Mayank Bidawatka, co-founder of the shuttered Indian social network Koo, is betting on a different kind of social sharing with PicSee, a new app that automatically detects photos of your friends in your camera roll and prompts you to send them. The app launched Thursday on both iOS and Android, promising to solve the problem of forgotten photo sharing through AI-powered face recognition that works entirely on-device.
The photo-sharing space is getting crowded, but Mayank Bidawatka thinks he's found a gap worth filling. The co-founder of Koo, India's short-lived Twitter alternative that shut down in July 2024, launched PicSee on Thursday with a simple premise - your friends have hundreds of photos of you that you'll never see.
The app tackles what Bidawatka calls "forgotten photo sharing" through AI-powered face detection that runs entirely on your device. When you connect with friends on PicSee, the app scans your camera roll and automatically identifies photos containing their faces. If you don't manually send these photos within 24 hours, PicSee does it for you.
"I've been thinking about the problem of personal photo sharing for years now," Bidawatka told TechCrunch in an interview. "Last year, after we announced shutdown of Koo, I had time to rethink this problem and work on it again."
The timing puts PicSee into a competitive landscape where apps like Locket have found success with lockscreen sharing, Retro has built a following around photo journaling, and Yope targets private group sharing.

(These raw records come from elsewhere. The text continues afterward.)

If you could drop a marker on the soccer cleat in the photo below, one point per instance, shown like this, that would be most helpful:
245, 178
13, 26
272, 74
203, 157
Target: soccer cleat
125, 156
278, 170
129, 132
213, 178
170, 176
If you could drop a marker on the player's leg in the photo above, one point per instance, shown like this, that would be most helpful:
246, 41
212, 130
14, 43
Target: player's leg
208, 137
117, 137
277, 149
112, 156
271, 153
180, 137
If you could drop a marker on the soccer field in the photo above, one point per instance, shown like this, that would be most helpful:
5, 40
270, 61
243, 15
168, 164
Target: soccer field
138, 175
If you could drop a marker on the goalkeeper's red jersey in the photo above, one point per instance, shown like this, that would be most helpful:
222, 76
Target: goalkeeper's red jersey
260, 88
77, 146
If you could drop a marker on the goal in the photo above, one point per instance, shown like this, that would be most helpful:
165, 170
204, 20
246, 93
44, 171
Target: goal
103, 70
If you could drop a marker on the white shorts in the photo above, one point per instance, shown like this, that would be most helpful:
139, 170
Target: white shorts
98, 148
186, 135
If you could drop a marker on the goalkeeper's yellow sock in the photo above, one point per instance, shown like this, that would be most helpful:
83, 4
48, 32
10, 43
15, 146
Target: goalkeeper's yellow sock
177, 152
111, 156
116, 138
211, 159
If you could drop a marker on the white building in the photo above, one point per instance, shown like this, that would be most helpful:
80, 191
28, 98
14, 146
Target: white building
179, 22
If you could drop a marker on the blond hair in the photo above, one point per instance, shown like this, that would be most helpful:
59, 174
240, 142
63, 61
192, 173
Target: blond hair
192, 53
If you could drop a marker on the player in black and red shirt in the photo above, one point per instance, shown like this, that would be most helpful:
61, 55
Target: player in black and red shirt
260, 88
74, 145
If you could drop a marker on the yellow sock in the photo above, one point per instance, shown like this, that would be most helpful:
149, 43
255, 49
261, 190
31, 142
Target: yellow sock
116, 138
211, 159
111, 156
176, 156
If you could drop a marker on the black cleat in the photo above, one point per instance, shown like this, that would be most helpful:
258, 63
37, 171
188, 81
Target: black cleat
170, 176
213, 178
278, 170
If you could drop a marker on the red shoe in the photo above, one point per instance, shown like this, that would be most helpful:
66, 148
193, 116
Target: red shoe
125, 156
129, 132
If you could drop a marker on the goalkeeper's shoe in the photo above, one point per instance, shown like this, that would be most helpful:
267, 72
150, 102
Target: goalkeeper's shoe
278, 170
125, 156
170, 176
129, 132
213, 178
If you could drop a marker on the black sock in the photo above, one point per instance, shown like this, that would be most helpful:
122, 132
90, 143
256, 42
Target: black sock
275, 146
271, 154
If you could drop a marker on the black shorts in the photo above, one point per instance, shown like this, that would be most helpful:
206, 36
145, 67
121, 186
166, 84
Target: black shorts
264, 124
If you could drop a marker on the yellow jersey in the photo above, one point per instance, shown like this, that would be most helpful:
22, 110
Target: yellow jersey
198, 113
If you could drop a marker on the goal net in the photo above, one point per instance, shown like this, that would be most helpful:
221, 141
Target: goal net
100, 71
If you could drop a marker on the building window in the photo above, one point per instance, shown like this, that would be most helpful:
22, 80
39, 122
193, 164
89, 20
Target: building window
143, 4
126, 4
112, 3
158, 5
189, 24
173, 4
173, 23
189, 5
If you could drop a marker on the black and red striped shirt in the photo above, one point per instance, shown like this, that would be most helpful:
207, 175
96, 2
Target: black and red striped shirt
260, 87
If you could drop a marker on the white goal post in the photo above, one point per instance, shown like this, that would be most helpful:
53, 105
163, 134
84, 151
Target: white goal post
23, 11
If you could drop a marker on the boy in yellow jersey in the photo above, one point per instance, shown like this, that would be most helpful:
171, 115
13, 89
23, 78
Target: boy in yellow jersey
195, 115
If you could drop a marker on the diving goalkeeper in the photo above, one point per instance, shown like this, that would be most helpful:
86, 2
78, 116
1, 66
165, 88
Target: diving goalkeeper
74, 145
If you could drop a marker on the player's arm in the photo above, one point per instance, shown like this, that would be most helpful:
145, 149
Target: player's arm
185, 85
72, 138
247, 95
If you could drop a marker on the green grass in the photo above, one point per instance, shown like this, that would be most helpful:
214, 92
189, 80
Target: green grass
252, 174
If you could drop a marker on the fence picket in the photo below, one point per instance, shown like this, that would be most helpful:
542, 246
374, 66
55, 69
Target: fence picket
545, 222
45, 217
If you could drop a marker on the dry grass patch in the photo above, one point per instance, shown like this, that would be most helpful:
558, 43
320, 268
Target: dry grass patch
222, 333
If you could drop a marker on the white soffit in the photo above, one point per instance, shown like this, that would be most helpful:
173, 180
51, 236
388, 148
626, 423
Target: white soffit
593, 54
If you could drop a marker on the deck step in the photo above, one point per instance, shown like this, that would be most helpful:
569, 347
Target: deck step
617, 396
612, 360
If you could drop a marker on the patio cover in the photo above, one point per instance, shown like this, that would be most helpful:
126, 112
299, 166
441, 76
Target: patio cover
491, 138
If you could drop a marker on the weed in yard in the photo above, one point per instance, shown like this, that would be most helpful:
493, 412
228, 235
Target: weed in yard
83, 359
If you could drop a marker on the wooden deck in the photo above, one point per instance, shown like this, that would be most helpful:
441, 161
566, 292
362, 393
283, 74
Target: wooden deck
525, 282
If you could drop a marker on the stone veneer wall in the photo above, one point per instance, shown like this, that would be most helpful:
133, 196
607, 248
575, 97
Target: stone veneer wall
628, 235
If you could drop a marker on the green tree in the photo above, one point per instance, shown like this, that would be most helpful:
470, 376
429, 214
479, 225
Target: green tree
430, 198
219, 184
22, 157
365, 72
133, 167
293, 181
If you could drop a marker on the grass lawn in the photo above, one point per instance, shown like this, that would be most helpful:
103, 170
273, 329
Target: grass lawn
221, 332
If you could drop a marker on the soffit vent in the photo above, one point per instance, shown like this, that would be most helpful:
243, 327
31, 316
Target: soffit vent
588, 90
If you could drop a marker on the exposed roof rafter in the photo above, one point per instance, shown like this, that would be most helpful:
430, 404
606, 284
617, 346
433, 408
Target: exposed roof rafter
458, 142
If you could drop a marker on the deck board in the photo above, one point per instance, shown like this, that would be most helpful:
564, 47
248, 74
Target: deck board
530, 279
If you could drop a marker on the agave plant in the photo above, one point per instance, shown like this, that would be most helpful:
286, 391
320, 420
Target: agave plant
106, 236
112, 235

Each is capitalizing on user frustration with Instagram's increasingly curated feel.
PicSee's approach centers on privacy and automation. All face recognition processing happens on-device, photos are stored locally rather than in the cloud, and the app establishes encrypted connections when sharing. Users can review photos before they're automatically sent and even recall them after sharing, which removes the images from the recipient's device.
The company has also built in content moderation with NSFW filters and screenshot blocking, recognizing the sensitive nature of automatic photo sharing between friends and family members.